Challenges in Meeting IMF Conditions

Despite missing the cash surplus target, provincial governments did meet another important IMF condition—collecting Rs213 billion in taxes, exceeding the Rs184 billion target by Rs29 billion. However, the cash surplus shortfall is the third major IMF condition that Pakistan has missed so far. Previously, the federal government failed to meet the Federal Board of Revenue (FBR) target of Rs2.652 trillion and a Rs10 billion collection from traders, which yielded only Rs1 million.

The IMF set a goal for the provincial governments to generate Rs1.217 trillion in cash surplus for the current fiscal year. For the first quarter, the target was Rs342 billion, but Punjab’s inability to meet this goal caused the significant shortfall. Provincial spending surged, particularly on current expenditures, which increased by 28% year-on-year.

Impact on the $7 Billion IMF Deal

The IMF’s $7 billion EFF aims to improve fiscal discipline, reduce Pakistan’s debt burden, and re-balance relations between the federal and provincial governments.
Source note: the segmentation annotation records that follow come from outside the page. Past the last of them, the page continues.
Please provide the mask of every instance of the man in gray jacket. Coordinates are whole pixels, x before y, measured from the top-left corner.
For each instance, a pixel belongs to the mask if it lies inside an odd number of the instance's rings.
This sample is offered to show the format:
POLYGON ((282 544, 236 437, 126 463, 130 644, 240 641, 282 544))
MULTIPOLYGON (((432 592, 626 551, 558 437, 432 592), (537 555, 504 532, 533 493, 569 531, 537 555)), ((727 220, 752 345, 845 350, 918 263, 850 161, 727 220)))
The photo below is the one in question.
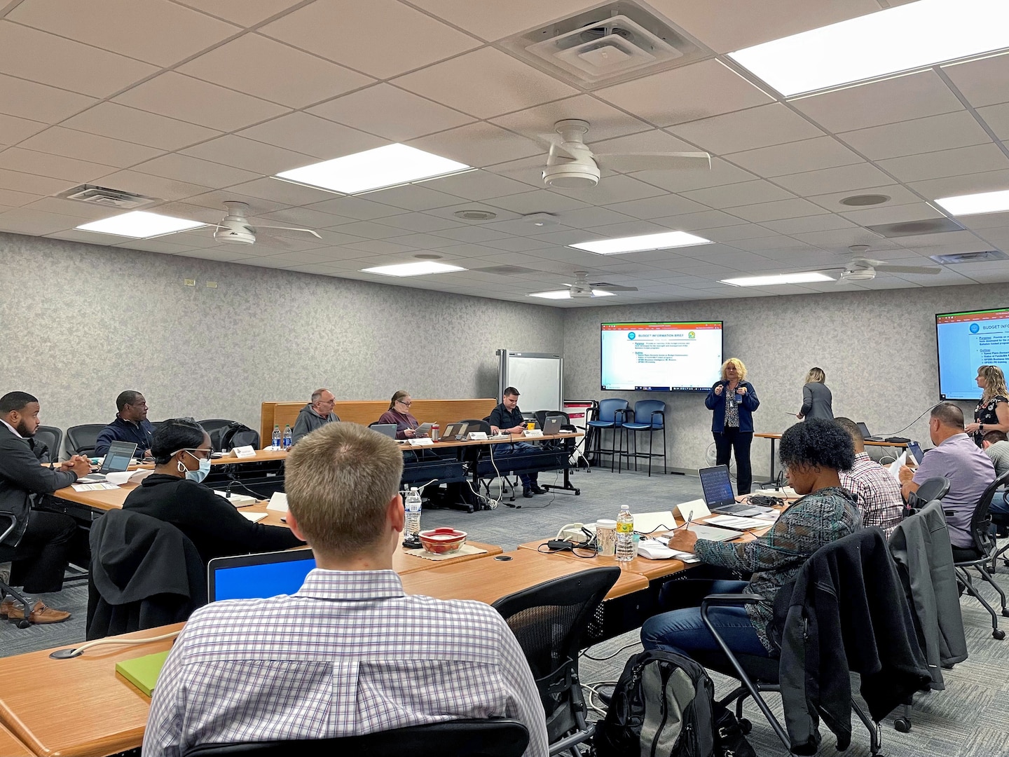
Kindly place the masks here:
POLYGON ((291 433, 292 443, 297 444, 303 436, 311 434, 327 423, 339 422, 339 416, 333 412, 335 404, 336 397, 328 389, 317 389, 313 392, 312 401, 302 408, 298 420, 295 421, 295 428, 291 433))

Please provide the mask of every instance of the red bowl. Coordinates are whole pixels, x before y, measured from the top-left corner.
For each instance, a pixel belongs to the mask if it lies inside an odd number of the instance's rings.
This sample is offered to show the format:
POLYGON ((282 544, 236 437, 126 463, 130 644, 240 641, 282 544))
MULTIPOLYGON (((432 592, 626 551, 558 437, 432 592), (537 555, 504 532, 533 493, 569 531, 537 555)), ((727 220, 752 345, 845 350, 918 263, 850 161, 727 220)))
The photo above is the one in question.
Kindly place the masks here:
POLYGON ((465 531, 456 531, 454 528, 448 527, 422 531, 420 536, 424 548, 434 554, 457 552, 466 543, 465 531))

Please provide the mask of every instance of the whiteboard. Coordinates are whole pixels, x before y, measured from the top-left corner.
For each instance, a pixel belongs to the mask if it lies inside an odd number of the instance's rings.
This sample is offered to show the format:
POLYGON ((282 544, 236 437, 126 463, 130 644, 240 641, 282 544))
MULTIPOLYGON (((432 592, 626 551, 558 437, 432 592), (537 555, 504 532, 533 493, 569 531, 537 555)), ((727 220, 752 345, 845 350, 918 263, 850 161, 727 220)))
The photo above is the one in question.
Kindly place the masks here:
POLYGON ((506 387, 519 390, 519 407, 524 413, 560 410, 564 388, 564 359, 547 352, 497 350, 500 369, 497 373, 500 397, 506 387))

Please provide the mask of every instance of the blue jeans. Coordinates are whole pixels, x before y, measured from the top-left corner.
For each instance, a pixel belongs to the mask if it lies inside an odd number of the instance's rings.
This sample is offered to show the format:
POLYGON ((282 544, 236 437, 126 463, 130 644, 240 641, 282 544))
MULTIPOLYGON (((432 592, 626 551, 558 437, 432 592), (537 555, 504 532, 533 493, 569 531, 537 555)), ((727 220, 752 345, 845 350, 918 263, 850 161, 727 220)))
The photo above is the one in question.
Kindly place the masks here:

However, the underperformance at the provincial level raises concerns about meeting the overall fiscal targets set by the IMF.

Sources revealed that the provinces spent Rs1.75 trillion in the first quarter, a 33% year-on-year increase. Most of this spending was on current expenditures, while development spending rose by only 4%. The provinces also generated Rs213 billion in independent revenue, up 22% from the previous year, largely through sales tax on services.

Looking Ahead: Fiscal Challenges

Pakistan’s ability to meet the IMF’s conditions depends heavily on both federal and provincial fiscal performance. The National Fiscal Pact, agreed upon by the IMF, the federal, and provincial governments, requires greater collaboration to meet cash surplus targets and enhance revenue collection.

The IMF staff report acknowledged the risks of slippage at the provincial level, noting that provincial governments must play a more active role in fiscal performance through both revenue mobilization and spending restraint. The report also stated that evolving conditionality might be necessary to address these emerging challenges.